Lightly grease a cookie sheet; set aside.
In a small bowl, combine flour and baking powder; set aside.
In a large bowl, beat butter with an electric mixer
on medium to high speed for 30 seconds.
Add sugar, tarragon, lemon peel, and salt; beat until combined.
Beat in egg until combined. Beat in as much of the
flour mixture as you can with the mixer.
Using a wooden spoon, stir in any
remaining flour mixture and the nuts.
Divide dough in half.
Shape each half into an 11-inch-long loaf.
Place loaves about 5 inches apart on prepared cookie sheet.
Flatten each loaf slightly until 2 inches wide.
Bake for 20 to 25 minutes or until light brown.

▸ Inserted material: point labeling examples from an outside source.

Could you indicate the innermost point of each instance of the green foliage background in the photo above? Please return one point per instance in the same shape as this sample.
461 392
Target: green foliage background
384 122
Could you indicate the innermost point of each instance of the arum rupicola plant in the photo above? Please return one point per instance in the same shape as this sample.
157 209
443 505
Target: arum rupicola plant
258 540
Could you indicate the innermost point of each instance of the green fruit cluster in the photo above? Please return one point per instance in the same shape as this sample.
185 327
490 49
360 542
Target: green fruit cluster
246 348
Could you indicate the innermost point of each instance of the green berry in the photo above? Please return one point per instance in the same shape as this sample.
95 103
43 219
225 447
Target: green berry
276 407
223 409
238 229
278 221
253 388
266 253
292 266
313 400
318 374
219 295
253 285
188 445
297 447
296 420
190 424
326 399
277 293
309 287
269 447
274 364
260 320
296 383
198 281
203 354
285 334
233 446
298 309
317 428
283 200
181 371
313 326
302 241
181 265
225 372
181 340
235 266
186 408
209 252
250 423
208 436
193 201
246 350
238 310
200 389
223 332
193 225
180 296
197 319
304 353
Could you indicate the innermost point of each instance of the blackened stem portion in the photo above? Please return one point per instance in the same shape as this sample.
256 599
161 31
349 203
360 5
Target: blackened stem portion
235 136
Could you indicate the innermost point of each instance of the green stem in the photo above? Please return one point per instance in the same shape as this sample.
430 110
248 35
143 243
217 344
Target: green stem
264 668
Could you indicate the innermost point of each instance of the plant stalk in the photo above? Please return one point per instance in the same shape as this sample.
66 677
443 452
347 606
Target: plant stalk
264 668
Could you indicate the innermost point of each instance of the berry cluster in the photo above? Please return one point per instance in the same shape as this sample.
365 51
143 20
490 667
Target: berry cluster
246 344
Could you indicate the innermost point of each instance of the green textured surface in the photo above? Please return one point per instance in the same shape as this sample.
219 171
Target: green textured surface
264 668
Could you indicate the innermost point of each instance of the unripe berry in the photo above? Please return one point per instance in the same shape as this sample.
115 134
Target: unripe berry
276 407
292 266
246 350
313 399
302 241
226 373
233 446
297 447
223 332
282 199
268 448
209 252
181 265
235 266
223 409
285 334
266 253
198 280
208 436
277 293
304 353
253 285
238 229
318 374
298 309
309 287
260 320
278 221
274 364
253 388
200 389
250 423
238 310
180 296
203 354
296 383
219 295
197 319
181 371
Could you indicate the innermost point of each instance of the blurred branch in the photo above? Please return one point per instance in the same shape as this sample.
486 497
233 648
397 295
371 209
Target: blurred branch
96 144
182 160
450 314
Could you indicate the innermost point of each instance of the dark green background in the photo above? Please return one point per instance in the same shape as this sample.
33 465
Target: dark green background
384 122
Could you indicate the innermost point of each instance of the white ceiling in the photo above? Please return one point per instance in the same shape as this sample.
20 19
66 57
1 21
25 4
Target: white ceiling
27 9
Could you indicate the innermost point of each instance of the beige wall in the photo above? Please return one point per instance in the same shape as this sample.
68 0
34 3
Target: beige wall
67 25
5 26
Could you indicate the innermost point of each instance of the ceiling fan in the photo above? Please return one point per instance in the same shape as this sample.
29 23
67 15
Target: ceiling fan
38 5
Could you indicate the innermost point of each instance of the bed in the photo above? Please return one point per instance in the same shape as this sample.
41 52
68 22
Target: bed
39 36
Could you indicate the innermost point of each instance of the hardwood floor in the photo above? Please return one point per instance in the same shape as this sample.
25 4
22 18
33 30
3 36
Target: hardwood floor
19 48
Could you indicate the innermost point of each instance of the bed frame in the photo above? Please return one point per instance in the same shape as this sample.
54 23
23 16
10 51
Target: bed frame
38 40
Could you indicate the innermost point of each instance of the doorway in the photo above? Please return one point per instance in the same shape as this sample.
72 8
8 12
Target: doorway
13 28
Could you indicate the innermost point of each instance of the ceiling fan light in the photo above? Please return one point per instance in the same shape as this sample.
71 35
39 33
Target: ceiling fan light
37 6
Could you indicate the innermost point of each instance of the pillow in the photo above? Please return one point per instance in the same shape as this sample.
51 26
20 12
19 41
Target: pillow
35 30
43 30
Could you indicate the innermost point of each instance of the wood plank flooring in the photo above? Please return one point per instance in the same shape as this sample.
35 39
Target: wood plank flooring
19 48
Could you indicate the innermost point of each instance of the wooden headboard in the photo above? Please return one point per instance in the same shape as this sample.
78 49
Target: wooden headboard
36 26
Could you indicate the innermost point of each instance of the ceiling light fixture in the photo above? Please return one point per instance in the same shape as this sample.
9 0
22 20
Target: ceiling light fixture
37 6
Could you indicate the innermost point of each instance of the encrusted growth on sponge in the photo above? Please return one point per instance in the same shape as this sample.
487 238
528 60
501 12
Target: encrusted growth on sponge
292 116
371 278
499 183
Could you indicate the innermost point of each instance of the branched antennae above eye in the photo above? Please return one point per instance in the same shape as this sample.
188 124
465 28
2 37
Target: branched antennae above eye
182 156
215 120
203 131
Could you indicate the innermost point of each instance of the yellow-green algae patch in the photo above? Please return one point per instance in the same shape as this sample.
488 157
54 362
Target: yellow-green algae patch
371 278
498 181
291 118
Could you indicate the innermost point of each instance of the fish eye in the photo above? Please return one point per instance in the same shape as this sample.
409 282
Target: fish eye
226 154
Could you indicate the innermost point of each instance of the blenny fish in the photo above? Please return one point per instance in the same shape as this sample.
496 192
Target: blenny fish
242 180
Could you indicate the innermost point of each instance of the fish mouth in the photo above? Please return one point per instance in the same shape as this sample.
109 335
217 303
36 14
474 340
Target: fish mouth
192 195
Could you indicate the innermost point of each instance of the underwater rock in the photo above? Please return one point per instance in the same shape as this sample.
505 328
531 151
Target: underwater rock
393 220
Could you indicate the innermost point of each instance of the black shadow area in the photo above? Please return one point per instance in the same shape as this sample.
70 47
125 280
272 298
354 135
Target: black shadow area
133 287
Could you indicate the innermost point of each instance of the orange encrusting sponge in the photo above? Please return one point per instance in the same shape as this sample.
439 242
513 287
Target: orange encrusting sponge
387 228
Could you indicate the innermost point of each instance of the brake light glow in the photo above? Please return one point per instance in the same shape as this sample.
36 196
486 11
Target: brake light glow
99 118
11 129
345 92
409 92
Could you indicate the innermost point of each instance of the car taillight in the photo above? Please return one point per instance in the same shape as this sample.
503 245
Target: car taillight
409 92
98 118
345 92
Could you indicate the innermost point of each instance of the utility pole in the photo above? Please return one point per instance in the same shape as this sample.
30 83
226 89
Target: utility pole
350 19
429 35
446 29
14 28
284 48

Cool loaves on cookie sheet about 1 hour or until completely cool.
Preheat oven to 325 degrees F.
Transfer loaves to a cutting board.
Cut each loaf diagonally into 1/2-inch-thick slices.
Lay slices, cut sides down, on cookie sheets.
Bake in the 325 degrees F oven for 10 minutes.
Turn slices over and bake for 10 to 12 minutes more
or until dry and light brown. Remove and cool on wire racks.